Related Work & Insights¶
- Traditional methods: ICP and its variants (sensitive to initialization, prone to local optima).
- CNN-based features: FCGF, D3Feat (fixed receptive fields, limited long-range dependency modeling).
- Transformer-based methods: GeoTransformer, RoITr, SIRA-PCR (strong global context but loss of fine-grained details).
- Coarse-to-fine frameworks: CoFiNet, PYRF-PCR (multi-scale fusion but reliance on RANSAC for fine matching).
- Skip connections: U-Net-style concatenation/summation (naive fusion leading to semantic gaps).
- The core distinction of IGASA lies in replacing naive skip fusion with attention mechanisms and substituting hard-threshold pruning with soft weighting.
Rating¶
- Novelty: ⭐⭐⭐⭐ — The idea of replacing naive skip connections with attention-based fusion is well-motivated; the soft-suppression mechanism in IGAR is soundly designed.

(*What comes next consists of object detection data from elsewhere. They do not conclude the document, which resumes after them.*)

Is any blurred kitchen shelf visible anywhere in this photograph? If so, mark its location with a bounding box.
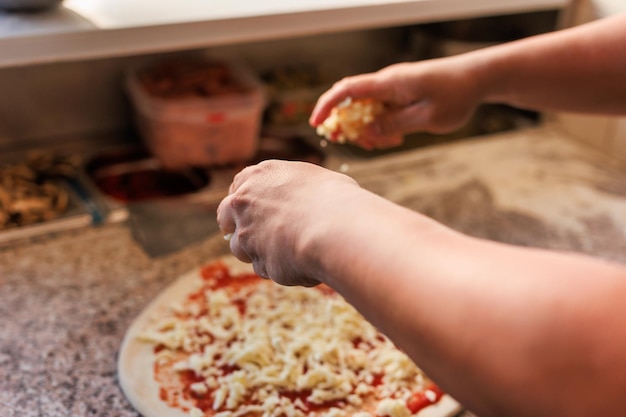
[0,181,94,248]
[0,0,570,68]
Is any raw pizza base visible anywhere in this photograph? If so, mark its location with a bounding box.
[117,256,462,417]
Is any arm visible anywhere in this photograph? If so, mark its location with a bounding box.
[309,15,626,143]
[218,161,626,417]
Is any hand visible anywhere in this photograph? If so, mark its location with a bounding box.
[309,56,485,148]
[217,160,361,286]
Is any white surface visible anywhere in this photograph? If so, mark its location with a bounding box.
[0,0,568,67]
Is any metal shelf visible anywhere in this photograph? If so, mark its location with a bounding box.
[0,0,569,68]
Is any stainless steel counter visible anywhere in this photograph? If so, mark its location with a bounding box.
[0,128,626,417]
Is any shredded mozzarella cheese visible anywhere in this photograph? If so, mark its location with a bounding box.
[316,97,383,143]
[141,272,425,417]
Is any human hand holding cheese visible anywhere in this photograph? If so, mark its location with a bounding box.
[309,58,485,149]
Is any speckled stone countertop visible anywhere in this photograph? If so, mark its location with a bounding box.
[0,128,626,417]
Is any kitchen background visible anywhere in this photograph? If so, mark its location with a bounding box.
[0,0,626,417]
[0,0,626,243]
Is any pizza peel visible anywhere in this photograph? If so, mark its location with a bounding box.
[128,199,219,258]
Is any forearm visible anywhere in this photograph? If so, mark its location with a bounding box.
[304,189,626,417]
[466,15,626,114]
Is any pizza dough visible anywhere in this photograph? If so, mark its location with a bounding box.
[118,256,461,417]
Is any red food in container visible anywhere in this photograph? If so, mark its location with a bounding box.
[127,60,265,169]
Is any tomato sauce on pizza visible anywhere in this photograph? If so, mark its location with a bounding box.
[140,262,444,417]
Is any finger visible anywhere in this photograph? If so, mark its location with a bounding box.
[367,100,432,139]
[252,260,270,279]
[217,195,237,236]
[229,230,252,263]
[228,165,256,194]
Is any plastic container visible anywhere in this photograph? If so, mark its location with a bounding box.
[127,60,265,169]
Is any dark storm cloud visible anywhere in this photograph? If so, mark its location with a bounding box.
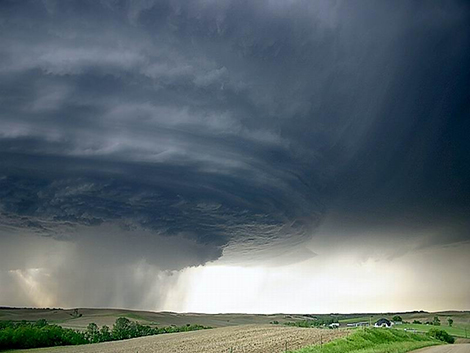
[0,1,470,268]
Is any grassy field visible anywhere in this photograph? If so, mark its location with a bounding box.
[339,311,470,338]
[0,308,312,330]
[292,329,442,353]
[394,324,470,338]
[10,325,348,353]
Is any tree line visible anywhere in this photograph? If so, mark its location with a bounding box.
[0,317,211,350]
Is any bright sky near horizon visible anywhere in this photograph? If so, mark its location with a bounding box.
[0,0,470,313]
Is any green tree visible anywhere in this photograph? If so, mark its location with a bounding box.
[100,325,113,342]
[112,317,131,340]
[86,322,100,343]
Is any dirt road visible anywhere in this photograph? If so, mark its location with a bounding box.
[412,344,470,353]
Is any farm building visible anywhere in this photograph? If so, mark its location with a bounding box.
[374,318,393,327]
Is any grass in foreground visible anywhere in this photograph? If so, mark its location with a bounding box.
[295,328,443,353]
[394,324,470,338]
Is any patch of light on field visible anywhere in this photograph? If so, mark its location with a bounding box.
[9,268,55,308]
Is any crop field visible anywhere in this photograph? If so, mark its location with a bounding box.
[15,325,348,353]
[0,308,312,330]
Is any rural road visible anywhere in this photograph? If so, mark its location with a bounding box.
[412,344,470,353]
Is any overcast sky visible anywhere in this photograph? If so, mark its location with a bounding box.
[0,0,470,312]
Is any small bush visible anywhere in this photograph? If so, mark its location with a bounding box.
[427,328,455,343]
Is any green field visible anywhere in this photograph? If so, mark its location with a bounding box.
[292,329,443,353]
[393,324,470,338]
[339,311,470,338]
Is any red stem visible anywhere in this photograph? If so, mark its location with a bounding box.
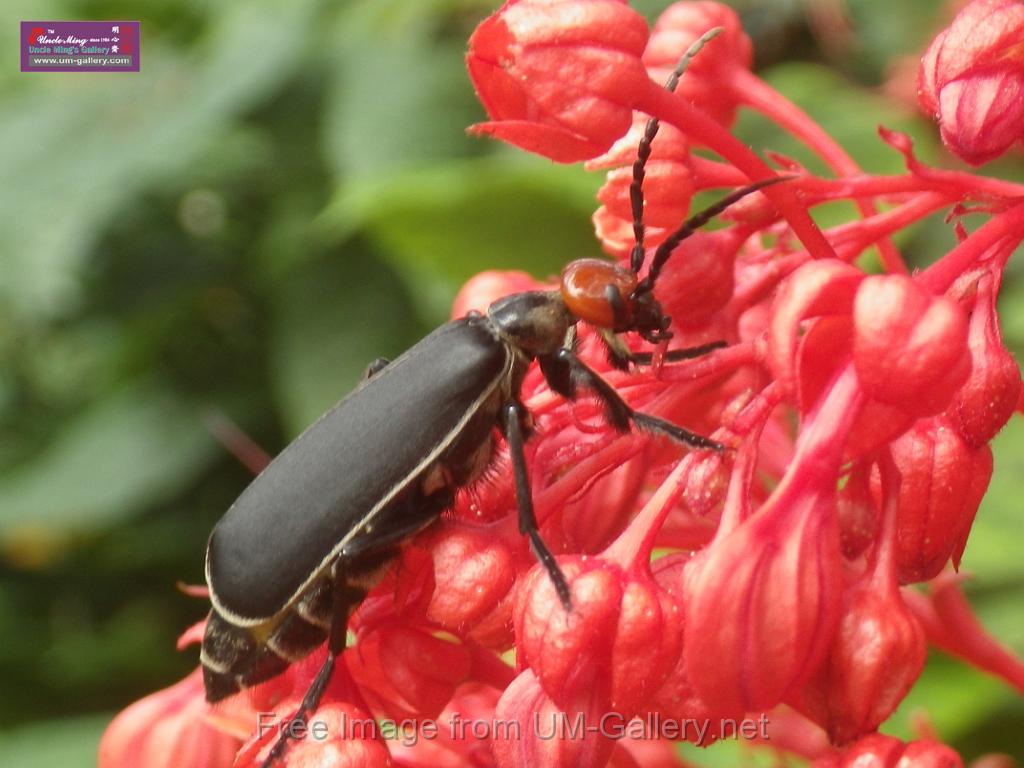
[918,203,1024,294]
[728,68,907,274]
[636,80,836,258]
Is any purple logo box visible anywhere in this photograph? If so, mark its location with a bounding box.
[22,22,139,72]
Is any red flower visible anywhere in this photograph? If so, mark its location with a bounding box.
[97,670,245,768]
[811,733,964,768]
[853,274,971,416]
[466,0,647,163]
[796,459,927,744]
[892,417,992,584]
[100,0,1024,768]
[920,0,1024,165]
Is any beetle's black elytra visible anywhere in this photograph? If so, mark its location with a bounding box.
[201,34,783,768]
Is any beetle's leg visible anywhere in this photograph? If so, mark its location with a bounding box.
[261,561,366,768]
[541,349,725,451]
[362,357,391,381]
[502,402,572,610]
[599,329,728,371]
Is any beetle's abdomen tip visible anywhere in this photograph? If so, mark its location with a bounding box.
[203,666,242,703]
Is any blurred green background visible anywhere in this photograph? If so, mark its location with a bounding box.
[0,0,1024,768]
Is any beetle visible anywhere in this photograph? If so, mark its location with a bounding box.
[200,40,787,766]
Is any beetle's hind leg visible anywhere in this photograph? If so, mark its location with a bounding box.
[502,402,572,610]
[539,349,725,451]
[262,559,367,768]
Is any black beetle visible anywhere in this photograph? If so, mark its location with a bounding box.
[200,46,785,766]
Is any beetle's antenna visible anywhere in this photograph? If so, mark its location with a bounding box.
[633,174,797,296]
[630,27,722,273]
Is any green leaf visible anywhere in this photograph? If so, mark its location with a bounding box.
[325,154,599,323]
[0,382,216,547]
[270,246,419,435]
[0,715,111,768]
[324,0,482,180]
[0,0,313,317]
[735,62,935,175]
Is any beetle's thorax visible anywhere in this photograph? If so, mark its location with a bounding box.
[487,291,577,357]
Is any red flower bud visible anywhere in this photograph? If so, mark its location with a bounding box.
[796,463,927,744]
[853,274,971,416]
[597,156,693,228]
[97,670,243,768]
[683,456,842,712]
[811,733,964,768]
[348,623,470,720]
[492,671,615,768]
[949,278,1021,446]
[649,554,743,746]
[643,2,754,125]
[839,465,879,560]
[920,0,1024,165]
[466,0,648,163]
[768,259,864,397]
[874,417,992,584]
[658,227,742,328]
[233,699,392,768]
[515,557,682,717]
[424,522,520,650]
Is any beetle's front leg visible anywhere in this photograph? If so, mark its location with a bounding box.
[502,402,572,610]
[599,331,728,371]
[541,349,725,451]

- Experimental Thoroughness: ⭐⭐⭐⭐⭐ — Four datasets, detailed ablations (modules / sub-modules / losses / efficiency), and qualitative visualizations.
- Writing Quality: ⭐⭐⭐⭐ — Clear structure with complete mathematical derivations; minor issues include symbol redundancy and an overly lengthy Related Work section.
- Value: ⭐⭐⭐⭐ — State-of-the-art on both indoor and outdoor benchmarks; 100% RR on KITTI demonstrates strong practical value; FMR on 3DLoMatch is not optimal.